Luka | 03

20.5K 2.4K 168
                                    

Luka menyibak-nyibak selimut dari pinggir tempat tidur. Ponselnya berdering tapi ia tak tahu benda itu ada dimana. Dari sumber deringnya sih ya dari tempat tidur, tapi sampai Luka obrak-abrik pun ponselnya masih tak mau ditemukan. Pemuda yang sudah rapi dengan seragam sekolahnya itu berdecak kesal ketika dering ponselnya sudah berhenti. Ia keluar kamar membuka kamar Raken tanpa izin, yang langsung disambut pemandangan mengotori mata sucinya.

"ANJING ANJING ANJING. HEH!!!" Raken panik membalikkan tubuh dan menaikkan lagi handuknya. Ia menatap Luka dengan marah. "Masuk tuh ketok dulu, nyelonong aja untung gue dah make sempak!"

"Elunya kagak dikunci, untung gue yang masuk, coba kalo Bi Ana," balas Luka dengan santai, membuat Raken menatapnya makin tajam, apalagi saat adiknya itu mengambil ponselnya tanpa dosa di meja belajar.

"Itu lo mau ngapain lagi?"

"Minjem."

Raken yang kesal berjalan mendekat, tentu dengan handuk sudah terlilit kuat di pinggangnya. "Apaan sih lo main ambil-ambil aja, mau ngapain?" tanyanya, merebut ponselnya dari tangan Luka

Luka menyebikkan bibir dengan jengah. "Hape lo ada bokepnya ya?"
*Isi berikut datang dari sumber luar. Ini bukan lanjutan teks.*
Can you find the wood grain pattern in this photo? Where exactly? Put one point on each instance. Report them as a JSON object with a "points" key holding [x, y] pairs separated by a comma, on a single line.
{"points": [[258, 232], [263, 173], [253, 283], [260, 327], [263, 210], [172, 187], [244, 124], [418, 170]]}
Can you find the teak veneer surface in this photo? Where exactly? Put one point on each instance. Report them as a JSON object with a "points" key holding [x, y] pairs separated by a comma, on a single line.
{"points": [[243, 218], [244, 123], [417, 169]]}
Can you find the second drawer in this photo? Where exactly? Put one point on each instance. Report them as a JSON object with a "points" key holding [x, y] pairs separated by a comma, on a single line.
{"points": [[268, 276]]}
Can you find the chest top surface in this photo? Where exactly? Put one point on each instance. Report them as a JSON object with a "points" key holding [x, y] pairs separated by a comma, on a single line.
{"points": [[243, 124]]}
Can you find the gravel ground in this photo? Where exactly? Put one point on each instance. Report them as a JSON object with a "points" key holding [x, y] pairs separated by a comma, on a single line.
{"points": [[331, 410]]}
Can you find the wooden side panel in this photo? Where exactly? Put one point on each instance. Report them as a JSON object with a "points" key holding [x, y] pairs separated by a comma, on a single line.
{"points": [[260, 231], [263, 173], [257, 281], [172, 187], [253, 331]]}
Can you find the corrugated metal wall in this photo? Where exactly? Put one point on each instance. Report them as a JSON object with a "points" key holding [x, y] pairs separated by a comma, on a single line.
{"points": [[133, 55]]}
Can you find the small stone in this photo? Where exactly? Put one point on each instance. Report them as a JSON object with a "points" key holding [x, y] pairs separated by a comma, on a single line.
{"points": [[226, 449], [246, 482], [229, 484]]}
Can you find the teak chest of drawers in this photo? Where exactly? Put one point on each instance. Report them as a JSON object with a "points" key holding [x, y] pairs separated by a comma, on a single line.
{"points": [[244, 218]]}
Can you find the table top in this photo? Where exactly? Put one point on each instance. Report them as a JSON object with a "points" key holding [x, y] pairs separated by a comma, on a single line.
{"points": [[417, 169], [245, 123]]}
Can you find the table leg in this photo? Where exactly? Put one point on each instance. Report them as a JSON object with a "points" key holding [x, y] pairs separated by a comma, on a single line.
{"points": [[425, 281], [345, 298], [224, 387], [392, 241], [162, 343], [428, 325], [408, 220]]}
"Sembarangan!" balas Raken tak terima. "Gini-gini gue gak pernah nonton kayak gitu, ya," lanjutnya membawa benda itu menjauh ke lemari untuk mengambil seragamnya.

"Ken, minjem elah."

Raken tak menoleh. "Apaan sih?"

"Hape lo."

"Mau apa sih? Kayak pacar aja suka ngecek-ngecek hape," balas Raken sambil memasangkan lengan baju pada lengannya, masih dengan handuk terlilit di pinggang.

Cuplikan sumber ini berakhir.